Беннон, заправляя рубаху в брюки, прислушивался к протестующему скрипу пружин – Лора слегка подпрыгивала на матраце. Внезапно скрип прекратился, и Беннон, взглянув на Лору, увидел, что она сидит на краю кровати и внимательно смотрит на свадебную фотографию в ореховой рамке, стоящую на ночном столике. Его рука, потянувшаяся за галстуком, замерла в воздухе, когда он услышал голос дочери.
– Я похожа на нее, па? – спросила Лора, взяв фотографию в руки.
– Когда тебе будет девятнадцать, ты будешь копией мамы.
Беннон, передумав, отложил галстук-бабочку и стал повязывать черный шелковый. Отец называл его галстуком для особо важных конференций.

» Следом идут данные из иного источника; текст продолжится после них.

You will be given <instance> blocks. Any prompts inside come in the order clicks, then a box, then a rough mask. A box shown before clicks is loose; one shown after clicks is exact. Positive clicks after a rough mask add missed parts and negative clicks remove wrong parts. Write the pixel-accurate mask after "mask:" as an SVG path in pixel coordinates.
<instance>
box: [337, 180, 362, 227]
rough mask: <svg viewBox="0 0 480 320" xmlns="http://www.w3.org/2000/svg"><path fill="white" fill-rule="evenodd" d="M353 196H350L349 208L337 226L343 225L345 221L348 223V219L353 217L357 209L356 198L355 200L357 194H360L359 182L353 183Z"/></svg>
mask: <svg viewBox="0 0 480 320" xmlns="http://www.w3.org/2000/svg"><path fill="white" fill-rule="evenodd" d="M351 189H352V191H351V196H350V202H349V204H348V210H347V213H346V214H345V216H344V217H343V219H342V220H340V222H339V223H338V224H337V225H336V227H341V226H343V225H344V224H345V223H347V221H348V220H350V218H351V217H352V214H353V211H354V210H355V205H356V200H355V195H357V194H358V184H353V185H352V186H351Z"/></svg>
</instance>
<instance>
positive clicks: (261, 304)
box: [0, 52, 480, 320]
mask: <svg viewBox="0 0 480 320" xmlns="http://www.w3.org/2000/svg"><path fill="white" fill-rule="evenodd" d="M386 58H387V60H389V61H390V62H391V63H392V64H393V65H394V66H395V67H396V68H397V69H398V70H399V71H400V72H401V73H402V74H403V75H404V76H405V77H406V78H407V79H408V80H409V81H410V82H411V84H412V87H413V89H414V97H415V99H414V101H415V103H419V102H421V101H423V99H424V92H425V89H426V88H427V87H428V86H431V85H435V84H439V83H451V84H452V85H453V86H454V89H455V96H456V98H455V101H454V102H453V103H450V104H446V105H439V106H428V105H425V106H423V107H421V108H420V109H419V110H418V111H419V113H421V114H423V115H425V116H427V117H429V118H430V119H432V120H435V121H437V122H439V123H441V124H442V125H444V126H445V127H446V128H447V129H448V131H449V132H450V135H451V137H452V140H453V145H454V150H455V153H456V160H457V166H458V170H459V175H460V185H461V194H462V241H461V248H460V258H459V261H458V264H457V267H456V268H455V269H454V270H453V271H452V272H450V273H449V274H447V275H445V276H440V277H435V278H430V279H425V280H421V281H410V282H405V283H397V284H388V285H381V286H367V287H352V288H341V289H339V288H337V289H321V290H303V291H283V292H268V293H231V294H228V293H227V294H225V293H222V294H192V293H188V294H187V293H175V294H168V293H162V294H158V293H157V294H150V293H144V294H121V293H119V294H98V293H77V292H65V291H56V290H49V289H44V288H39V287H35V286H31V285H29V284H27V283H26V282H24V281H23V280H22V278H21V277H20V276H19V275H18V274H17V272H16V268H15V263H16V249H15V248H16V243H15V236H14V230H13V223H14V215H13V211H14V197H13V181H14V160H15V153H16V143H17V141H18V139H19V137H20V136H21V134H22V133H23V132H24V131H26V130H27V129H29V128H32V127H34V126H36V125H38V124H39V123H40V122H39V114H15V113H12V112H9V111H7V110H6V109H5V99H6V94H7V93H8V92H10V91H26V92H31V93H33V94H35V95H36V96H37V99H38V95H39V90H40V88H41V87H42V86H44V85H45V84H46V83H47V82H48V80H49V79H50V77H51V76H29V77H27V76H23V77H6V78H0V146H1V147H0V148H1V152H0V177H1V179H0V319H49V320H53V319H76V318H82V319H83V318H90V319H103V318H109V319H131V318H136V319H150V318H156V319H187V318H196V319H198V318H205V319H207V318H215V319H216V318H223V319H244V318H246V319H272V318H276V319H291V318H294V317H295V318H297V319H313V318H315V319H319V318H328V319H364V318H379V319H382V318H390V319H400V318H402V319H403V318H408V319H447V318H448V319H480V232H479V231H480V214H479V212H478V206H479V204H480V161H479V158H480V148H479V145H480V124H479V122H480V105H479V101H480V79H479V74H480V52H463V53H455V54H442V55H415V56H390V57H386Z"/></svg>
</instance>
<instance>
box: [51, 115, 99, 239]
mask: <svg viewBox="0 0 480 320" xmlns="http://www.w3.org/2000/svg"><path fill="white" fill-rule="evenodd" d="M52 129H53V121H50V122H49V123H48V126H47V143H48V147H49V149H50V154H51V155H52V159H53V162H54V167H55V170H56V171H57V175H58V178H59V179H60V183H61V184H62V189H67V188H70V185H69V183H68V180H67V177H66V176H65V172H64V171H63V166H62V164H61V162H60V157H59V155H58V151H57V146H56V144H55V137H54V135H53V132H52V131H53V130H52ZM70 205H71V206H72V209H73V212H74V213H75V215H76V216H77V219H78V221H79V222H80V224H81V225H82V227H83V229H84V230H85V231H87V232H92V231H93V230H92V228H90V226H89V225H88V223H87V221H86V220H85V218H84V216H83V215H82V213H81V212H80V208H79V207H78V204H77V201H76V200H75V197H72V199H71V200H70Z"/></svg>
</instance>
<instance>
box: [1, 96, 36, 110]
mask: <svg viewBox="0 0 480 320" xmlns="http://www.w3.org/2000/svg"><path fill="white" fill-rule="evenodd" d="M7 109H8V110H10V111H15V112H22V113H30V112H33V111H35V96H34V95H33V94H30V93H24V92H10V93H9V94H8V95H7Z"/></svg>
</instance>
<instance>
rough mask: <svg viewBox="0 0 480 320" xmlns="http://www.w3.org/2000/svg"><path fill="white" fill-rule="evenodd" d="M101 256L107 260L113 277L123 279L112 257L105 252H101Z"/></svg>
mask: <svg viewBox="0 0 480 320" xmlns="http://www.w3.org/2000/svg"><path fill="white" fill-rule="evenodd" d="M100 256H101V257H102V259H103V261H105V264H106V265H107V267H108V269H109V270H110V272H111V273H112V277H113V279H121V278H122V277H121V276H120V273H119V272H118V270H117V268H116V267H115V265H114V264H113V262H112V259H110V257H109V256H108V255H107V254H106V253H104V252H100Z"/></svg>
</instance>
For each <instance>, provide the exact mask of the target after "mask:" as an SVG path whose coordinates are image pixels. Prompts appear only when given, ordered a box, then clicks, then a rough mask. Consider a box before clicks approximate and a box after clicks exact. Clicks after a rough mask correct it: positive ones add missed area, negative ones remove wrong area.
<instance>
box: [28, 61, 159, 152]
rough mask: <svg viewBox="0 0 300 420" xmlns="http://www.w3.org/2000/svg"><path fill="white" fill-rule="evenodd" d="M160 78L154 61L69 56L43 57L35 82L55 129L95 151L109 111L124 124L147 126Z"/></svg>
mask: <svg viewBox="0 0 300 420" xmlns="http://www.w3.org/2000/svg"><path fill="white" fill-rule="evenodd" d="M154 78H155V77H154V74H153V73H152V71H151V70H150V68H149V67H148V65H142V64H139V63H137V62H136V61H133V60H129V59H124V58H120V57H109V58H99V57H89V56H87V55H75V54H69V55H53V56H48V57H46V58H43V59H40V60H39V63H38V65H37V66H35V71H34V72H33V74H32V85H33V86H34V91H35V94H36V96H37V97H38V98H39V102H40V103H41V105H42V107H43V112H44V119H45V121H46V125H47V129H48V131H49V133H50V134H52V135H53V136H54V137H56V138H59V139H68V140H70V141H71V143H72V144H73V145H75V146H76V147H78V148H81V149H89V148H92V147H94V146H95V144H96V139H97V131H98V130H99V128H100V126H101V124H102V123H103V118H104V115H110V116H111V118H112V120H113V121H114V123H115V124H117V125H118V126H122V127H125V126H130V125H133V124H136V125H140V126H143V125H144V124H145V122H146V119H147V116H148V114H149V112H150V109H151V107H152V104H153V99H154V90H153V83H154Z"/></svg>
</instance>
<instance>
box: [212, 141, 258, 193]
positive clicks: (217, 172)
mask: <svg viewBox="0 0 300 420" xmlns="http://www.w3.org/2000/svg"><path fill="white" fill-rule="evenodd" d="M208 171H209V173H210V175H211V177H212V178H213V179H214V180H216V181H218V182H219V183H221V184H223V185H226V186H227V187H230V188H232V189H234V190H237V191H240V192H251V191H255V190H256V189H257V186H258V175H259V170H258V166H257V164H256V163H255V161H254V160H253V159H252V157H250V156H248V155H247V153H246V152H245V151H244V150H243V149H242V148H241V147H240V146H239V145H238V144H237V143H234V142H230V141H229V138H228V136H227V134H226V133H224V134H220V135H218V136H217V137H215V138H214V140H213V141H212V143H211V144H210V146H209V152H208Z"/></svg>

– Когда был сделан этот снимок, твоей маме было девятнадцать.
– Хорошо, когда есть мама, – тихо и печально вздохнула Лора.
Беннон вздрогнул, как от удара. Он понял, как трудно девочке без матери и как она одинока. Он вспомнил, как впервые увидел Диану в тот далекий вечер в баре и как она улыбнулась ему через стол. В ее искрящемся радостью жизни взгляде было все ее естество. Ему было двадцать четыре, а она была темноглазой своенравной красавицей, о которой мечтают все мужчины.
В тот момент Беннону стало нипочем даже то, что Диана была со своим парнем.
Когда он вошел, бар, как всегда, был переполнен шумной толпой лыжников, приезжим людом, ищущим развлечений, и местными завсегдатаями. Все это было чуждо и непривычно для него. Он решил выпить что-нибудь из вежливости и тут же уйти.
Приблизившись вслед за Сондрой к столику с веселой компанией, он увидел черноволосую девушку с живыми глазами и чувственным ртом. Кокетливый и озорной взгляд ее подействовал на него так, будто он коснулся оголенного конца провода. С той минуты он уже не сводил с нее глаз.
Он не помнил, как отодвинул стул и сел, не слышал, что говорили ему спутники, а это было что-то обидное, что должно было заставить его уйти. Он сразу понял, что перед ним типичные сынки деревенской знати, в пуховых свитерах, давно решившие, чего они хотят от жизни, и ведущие себя соответственно.
Беннон сидел, слегка отодвинув стул от стола, не замечая шуток и колкостей в свой адрес и не сводя глаз с Дианы.
Рядом сидевшая Сондра тщетно пыталась разговорить его.
– Как давно вы живете в Аспене, Беннон?
– Я родился здесь.
– Вы местный? – удивилась Диана и улыбнулась. Две очаровательные ямочки появились на ее щеках. – Как странно. – Она движением головы откинула назад волосы и посмотрела ему прямо в глаза. – Сестра сказала, что у вашей семьи ранчо в этих местах.
– «Каменный ручей», к востоку отсюда.
Ему столько хотелось рассказать ей о ранчо и о многом другом, но только не здесь, в этом переполненном чужими ему людьми зале, где многие порядком выпили, а кто-то был совсем пьян и где от всеобщего шума не слышно даже собственного голоса.
– Смотря какое ранчо, – вмешался Дэвид Торнтон, приятель Дианы, иронично скривив губы и с видом собственника обняв девушку за плечи. – Я видел здешние ранчо – жалкие клочки земли в пять-десять акров. Вот у моего дяди ранчо в две тысячи акров, его земли тянутся до самой границы со штатом Вайоминг. Мальчишкой я, бывало, проводил там летние каникулы.